December 26, 2011: The German armed forces went all-volunteer last July. During that month, for the first time in over 70 years, there were no conscripts joining the military, only volunteers. As one of many incentives to encourage young men to volunteer the new recruits were allowed to leave the military at any time during the first six months, no questions asked. So far, 28 percent of the 3,459 July volunteers have bailed. Most did so because they got a better job offer, although about a fifth of the 28 percent were forced out because they were not suited for military service. Some left because they were recent high school grads who had applied to university and got an acceptance letter after they joined. Some 25 percent of civilians of the same age also leave their first job in the first six months. The military will have to adapt to this because public opinion is very much against bringing back conscription. The voters also like the idea of new recruits having six months to change their minds, especially since Germany has the lowest unemployment rate in Europe and a growing shortage of skilled workers.

The switch to an all-volunteer force caused the German armed forces to shrink from 220,000 to about 170,000 troops, and end up a more capable force. When conscription ended, about 22 percent of the troops were conscripts in service for only six months (although many could, and did, volunteer to stay in for up to 23 months.) The number of civilians working for the armed forces is also shrinking (from 75,000 to 55,000). The number of staff at the Defense ministry will shrink from 3,500 to 2,000. This will all be a big change from what's been going on for half a century.

During the Cold War, the West German army was 400,000 strong, well equipped and trained to fight. There were another 250,000 troops in the communist East German armed forces. Then the Cold War ended in 1991, the two Germanys united and East German forces were disbanded. The West German military absorbed some of the East German troops. Then the united German forces began to shrink. With the Soviet Union gone, and the former Soviet allies in Eastern Europe clamoring to join NATO, Germany no longer had any threatening neighbors. The Cold War German army of Panzertruppen (mechanized troops) had lost its mission. Thus, in two decades German armed forces have been reduced to a third of their combined 1991 strength of 650,000.

Today, a reunited Germany has an army of peacekeepers. Well, only about 15,000 of them are involved in peacekeeping each year (either overseas or preparing to go). The peacekeepers, particularly in Afghanistan, are getting more modern gear and the expense of this is another reason for shrinking the size of armed forces. The rest of the force is getting modern gear as well but the troops in Afghanistan have priority.
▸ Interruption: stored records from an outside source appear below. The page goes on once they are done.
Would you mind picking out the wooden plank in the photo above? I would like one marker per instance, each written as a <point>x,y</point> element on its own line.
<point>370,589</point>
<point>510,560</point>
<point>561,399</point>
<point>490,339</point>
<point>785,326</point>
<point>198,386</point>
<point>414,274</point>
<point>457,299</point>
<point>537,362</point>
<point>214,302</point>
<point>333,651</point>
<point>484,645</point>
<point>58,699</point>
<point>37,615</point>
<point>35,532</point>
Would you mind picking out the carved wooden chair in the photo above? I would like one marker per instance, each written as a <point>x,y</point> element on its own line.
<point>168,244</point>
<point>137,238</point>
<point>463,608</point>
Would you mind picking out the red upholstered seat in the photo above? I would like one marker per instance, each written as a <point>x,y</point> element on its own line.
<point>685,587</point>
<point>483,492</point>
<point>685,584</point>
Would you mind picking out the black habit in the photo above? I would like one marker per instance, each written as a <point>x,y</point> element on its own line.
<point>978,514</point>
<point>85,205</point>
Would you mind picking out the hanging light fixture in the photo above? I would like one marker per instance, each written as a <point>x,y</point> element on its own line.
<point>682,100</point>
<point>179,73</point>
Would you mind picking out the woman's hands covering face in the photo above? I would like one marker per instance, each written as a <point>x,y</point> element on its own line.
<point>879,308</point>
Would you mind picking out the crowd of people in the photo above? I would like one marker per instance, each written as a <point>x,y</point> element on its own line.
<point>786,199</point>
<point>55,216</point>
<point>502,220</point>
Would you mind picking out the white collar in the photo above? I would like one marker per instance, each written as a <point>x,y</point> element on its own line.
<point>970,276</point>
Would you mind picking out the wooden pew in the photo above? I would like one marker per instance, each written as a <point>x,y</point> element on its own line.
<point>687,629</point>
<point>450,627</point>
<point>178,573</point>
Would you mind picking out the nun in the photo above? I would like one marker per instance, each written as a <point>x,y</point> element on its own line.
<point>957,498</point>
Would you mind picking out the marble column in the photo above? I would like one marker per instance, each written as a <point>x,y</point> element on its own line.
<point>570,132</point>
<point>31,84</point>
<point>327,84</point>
This is the first war German troops have fought in over 60 years. Germany had never gone that long without a war. While most Germans would rather keep the troops at home, there is no question that those under fire must get all the gear they need.

Germany's cutting its defense budget (currently $41.2 billion), but the amount is still being debated, and seems likely to be ten percent or more. Many large equipment contracts are being sharply reduced. More than half the military budget goes to pay and benefits, including $300 million in bonuses for troops going overseas. The military is being reorganized to better deal with peacekeeping and less with conventional warfare. More modern equipment is still arriving. Currently, about 7,000 German troops are overseas in nine peacekeeping operations and part of the reorganization will increase that number by 43 percent.